An organisation must start with a statement defining its strategy and mission. It can then use the scorecard to translate strategy and mission into objectives and measures.

These objectives and measures are generally organised into four perspectives: financial focus, customer focus, internal business processes, and learning and growth focus.

One feature that has been noted repeatedly is the scorecard's ability to align organisational action with strategy. The first step in scorecard development is the identification of and agreement on vision: the linking of performance measurement to strategy.

After agreement on vision, the organisation must determine the critical participants and processes that will make a difference to the success of the vision. These might include shareholders, customers, internal processes, and organisational ability to innovate and grow.

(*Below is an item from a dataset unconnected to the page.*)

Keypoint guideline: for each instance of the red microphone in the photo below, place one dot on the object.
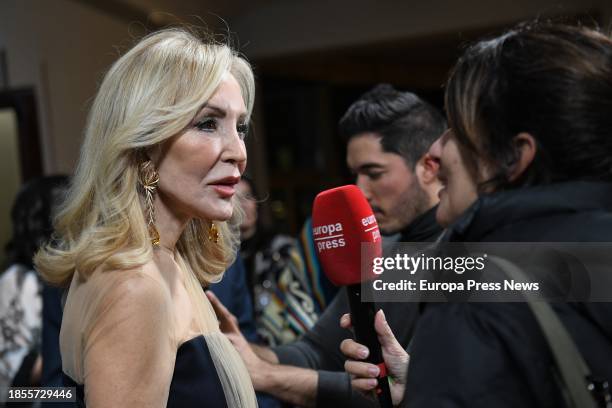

The next task is translating the vision. Management must provide an integrated set of objectives and measurements that allow employees to act on the words of the vision and strategy statements.

The scorecard, when implemented effectively across and down an organisation, translates the organisational strategy into concrete measurements that can be understood by all employees.

Management must provide an educational programme to explain the scorecard and its use to its employees.

In addition, management must seek to integrate business and financial plans. Unfortunately, many organisations separate the budgeting process from the strategic planning that a budget ultimately needs to support.

Management must also be willing to accept feedback and learn from the results of using the balanced scorecard. All scorecard quadrants should undergo short-term monitoring, to provide a double learning loop, so that management can adjust scorecard measures that do not provide useful information.

In this way, the scorecard can be used as a comprehensive management tool rather than as a mere measurement programme.